Black Americans have always experienced higher unemployment and lower wealth than their white counterparts, Darity argued in a response to a Brookings article.

“I contend that the impact on racial inequality is more unsettling when the Federal Reserve pursues tight monetary policy when inflation is present or imminent than when the Federal Reserve pursues loose interest rate policy to stimulate the economy,” Darity wrote.

“It is clear that a (Paul) Volcker-style aggressive use of the Federal Reserve’s traditional instruments for fighting inflation can produce a savage downturn, with harmful effects for most Americans, but disproportionately so for Black Americans.”

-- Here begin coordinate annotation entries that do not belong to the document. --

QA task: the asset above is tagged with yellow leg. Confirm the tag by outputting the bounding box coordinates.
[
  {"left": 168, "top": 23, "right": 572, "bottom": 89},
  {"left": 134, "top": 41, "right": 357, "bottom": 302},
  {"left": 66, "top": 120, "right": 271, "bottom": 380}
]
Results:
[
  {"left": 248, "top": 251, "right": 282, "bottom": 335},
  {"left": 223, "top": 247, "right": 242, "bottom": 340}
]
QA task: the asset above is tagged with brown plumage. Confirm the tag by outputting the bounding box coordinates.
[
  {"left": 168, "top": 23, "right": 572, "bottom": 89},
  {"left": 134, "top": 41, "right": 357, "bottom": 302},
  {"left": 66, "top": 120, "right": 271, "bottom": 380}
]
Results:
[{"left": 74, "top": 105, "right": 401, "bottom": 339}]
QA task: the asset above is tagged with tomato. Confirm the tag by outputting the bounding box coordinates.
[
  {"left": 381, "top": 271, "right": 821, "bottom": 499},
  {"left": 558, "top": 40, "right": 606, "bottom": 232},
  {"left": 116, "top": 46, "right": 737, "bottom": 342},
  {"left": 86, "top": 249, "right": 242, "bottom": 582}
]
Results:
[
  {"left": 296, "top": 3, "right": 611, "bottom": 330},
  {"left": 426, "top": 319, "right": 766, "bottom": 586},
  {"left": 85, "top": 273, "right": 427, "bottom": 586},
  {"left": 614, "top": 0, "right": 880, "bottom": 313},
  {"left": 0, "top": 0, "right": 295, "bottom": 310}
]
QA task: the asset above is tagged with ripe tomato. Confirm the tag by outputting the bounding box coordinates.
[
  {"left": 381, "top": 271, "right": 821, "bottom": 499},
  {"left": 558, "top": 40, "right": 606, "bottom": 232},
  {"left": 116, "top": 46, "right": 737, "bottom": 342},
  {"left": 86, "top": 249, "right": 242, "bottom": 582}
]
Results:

The consumer price index rose 0.1 percent in November, bringing the 12-month rate to 7.1 percent. President Joe Biden ignored economist warnings in early 2021 that the $1.9 trillion stimulus bill could result in inflation in a supply-constrained economy, Riedl wrote in a New York Post column. “Then we were told that inflation was ‘transitory,’ a relic of corporate price gouging and ‘Putin’s price hike,'” Reidl added.

The Federal Reserve also downplayed inflation, predicting two years ago that inflation would be 1.8 percent in 2021. It was 5.8 percent. In 2022, the Fed projected that inflation would fall to 2.6 percent. It is now expected to be 5.6 percent at the end of the year. “So here we are again, with the (Fed’s Federal Open Market Committee or FOMC) projecting inflation rates of 3.1%, 2.5%, and 2.1% over the next three years,” Riedl wrote.

Even a more normalized inflation rate won’t cancel the higher price of the past two years, Riedl wrote. “Since Biden took office, the cumulative 13.8% inflation is roughly 10% higher than the baseline rate. This has cost the typical household approximately $10,000 over two years,” he wrote.

Darity suggested the government create a federal job guarantee as a form of social insurance to help balance the effects of Fed monetary policy.

“From the standpoint of the Black community, inflation can have disproportionate adverse effects,” Darity wrote. “However, a recession induced by the Federal Reserve’s anti-inflation measures also is likely to have disproportionate adverse effects on Black Americans, for example, the racial wage gap widens as Black compensation falls more than white compensation.”

“If we want to unbridle the Federal Reserve’s inflation-fighting capabilities, we must minimize the repercussions of an economic downturn. A federal job guarantee is essential toward that end,” Darity concluded.